What is absolutely certain is that he didn’t just resign because he once absent-mindedly and “in different times” accidentally brushed his hands against a woman’s knee.
If only he were the “father of daughters” none of this would have happened….
Brand’s response was excellent.
I’m not defending Hislop – he’s said some idiotic things about women in the past – but it’s possible that his comment kind of came out a bit wrong in the edit. I got the sense that he was reacting to the headline “Tory MP takes his personal trainer to the cinema” which as and of itself as a headline isn’t particularly damning.

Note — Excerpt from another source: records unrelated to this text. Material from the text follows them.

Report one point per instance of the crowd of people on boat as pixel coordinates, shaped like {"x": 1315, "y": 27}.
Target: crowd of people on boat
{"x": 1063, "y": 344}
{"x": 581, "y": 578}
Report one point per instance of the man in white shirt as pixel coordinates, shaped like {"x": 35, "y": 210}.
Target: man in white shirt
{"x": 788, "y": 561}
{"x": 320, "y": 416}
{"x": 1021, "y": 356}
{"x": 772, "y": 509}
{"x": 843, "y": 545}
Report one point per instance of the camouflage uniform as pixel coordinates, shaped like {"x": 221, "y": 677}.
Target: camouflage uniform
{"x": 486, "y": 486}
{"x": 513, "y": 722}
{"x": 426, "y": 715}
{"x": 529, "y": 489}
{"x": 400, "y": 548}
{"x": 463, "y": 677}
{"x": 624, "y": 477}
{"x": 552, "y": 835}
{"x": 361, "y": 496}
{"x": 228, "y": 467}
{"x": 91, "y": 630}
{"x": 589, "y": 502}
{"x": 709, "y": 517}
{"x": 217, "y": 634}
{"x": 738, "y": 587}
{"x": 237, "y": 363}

I don’t know the story behind that but presumably that was inappropriate. Hislop should have realised that. But anyway the charitable interpretation is that he was laughing at the seemingly incongruous headline. He did say “some of these” stories, of course, so I could be talking bollocks. Brand’s response was spot on either way.
‘…the idea that women should only have sex when and how they want to,’
That ‘sexual revolution’ would only have been real if that had been the starting point. As it was, all that happened was that antibiotics and contraception gave Bronze Age patriarchs more opportunities.
The injunction “Don’t grope women” is …torture? What a fucking idiot.
It doesn’t even have to be an injunction. A mere suggestion is apparently torture. “Guys, don’t do that”.
BURN THE WITCH! BURN HER BEFORE SHE DESTROYS THE HUMAN RACE’S ABILITY TO REPRODUCE!
How hard can it be? The boundaries of who, when, and how someone gets to touch (or otherwise control) someone else’s body get set by the person who owns the body.